The must-see historic sight along the Minho is the fortress of VALENÇA DO MINHO (or just Valença), whose walls and ramparts dominate the riverside and speak volumes about erstwhile neighbourly disagreements. The fortress has repelled innumerable Spanish and French invasions over the centuries, though the impeccably preserved old town has surrendered entirely to a modern-day army of wallet-waving visitors who file in through the narrow town gates and descend upon the gift shops. Even the regional tourist office describes Valença as a “shopping fortress”. But most evenings you’ll have old Valença to yourself, and can explore at your leisure – the only disadvantage being that many of the cafés and restaurants are either hauntingly empty for dinner or simply shut up shop once their captive audience has left for the day. There’s a new town, south of the ramparts, home to all Valença’s non-touristy businesses and services, while each Wednesday a huge weekly market is held on the wooded slopes around the old town to the east.
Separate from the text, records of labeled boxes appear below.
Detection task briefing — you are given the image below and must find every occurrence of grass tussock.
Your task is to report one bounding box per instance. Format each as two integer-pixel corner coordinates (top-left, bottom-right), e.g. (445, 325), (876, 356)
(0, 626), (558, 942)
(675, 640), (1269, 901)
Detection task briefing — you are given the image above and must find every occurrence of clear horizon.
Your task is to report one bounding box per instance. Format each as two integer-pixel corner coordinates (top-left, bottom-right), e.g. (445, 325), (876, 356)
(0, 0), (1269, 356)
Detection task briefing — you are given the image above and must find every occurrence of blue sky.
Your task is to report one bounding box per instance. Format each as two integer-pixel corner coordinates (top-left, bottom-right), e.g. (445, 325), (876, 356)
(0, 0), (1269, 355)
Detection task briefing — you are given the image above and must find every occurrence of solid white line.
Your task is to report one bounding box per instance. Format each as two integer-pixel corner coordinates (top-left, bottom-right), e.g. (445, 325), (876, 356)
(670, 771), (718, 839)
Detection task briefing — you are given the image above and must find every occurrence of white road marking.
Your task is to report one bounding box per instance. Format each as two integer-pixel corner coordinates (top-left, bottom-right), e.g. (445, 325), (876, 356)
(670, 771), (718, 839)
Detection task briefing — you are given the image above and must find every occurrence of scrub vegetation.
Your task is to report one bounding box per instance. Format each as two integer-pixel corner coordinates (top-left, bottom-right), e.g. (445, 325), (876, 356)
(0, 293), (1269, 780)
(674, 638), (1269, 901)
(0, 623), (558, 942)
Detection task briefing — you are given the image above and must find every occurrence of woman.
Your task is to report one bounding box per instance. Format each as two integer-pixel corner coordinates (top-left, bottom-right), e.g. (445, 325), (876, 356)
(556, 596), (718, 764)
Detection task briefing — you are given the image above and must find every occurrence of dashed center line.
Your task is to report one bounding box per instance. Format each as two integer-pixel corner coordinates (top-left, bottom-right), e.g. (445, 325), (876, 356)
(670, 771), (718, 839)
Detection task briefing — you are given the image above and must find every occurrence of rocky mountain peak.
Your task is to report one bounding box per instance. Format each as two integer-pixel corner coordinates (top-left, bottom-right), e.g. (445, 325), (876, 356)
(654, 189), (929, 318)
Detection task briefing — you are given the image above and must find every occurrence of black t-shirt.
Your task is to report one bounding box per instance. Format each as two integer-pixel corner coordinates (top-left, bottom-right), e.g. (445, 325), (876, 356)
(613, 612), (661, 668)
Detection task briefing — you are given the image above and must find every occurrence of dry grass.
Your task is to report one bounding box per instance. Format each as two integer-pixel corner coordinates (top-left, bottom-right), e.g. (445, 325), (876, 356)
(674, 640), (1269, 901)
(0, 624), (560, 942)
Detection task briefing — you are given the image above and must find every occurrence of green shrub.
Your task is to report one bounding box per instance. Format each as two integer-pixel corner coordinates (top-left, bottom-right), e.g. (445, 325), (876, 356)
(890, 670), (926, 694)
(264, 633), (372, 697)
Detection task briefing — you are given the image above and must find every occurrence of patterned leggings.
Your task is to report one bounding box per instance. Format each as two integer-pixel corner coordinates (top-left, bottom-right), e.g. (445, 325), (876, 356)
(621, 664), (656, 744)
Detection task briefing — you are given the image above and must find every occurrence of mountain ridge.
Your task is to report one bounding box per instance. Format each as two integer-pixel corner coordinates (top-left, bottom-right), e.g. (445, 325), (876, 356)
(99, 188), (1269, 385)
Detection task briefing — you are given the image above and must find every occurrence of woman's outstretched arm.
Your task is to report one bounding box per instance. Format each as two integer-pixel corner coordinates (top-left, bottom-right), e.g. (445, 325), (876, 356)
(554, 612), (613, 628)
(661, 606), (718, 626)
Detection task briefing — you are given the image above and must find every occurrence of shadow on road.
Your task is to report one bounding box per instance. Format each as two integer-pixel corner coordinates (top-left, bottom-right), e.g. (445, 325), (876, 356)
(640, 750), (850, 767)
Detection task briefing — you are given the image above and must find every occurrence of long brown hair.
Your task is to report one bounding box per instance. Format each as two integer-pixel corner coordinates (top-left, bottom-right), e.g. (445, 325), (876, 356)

Around the walls and ramparts
The first defensive walls were built here in the thirteenth century, though the current layout – a dazzling system of double ramparts, with two separate old-town areas separated by a deep moat – is a classic piece of seventeenth-century military engineering. The entrance for traffic is through the Portas da Coroada, which leads into an outer town defended by half a dozen bulwarks. Another set of gates, the Portas do Meio, then leads across a stone bridge into the even older medieval town, again defended by an elongated star-shape of steep, angled walls, towers and turrets. Alternatively, you can enter directly into this older part of town via the pedestrian entrance of Portas do Sol.
The cobbled lanes and white-painted buildings within the walls have all been handsomely restored, though few visitors do much more than trawl up and down the couple of main streets, which are lined with boutiques and gift shops, pretty much all flogging the same vast selection of towels, sheets, pillow cases, nightwear, T-shirts and cheap souvenirs. Bewitching collection of traditional arts and handicrafts it is not – though if you need another Lionel Messi football shirt you’re in luck.
If you’re to come away from Valença with a more positive memory of its charms, you need to get off the street and up onto the ramparts, which can be accessed from virtually anywhere. From the precipitous walls, grassy mounds and winding footpaths, you can look down upon the buildings and the river far below, while exploring hidden tunnels, archaic towers and sentry-posts, and landscaped battlements complete with cannons. It becomes immediately apparent how difficult it would have been to vanquish Valença – the scale of the fortifications is immense – and you can spend a happy hour or two away from the shoppers, revelling in the fine views to all sides.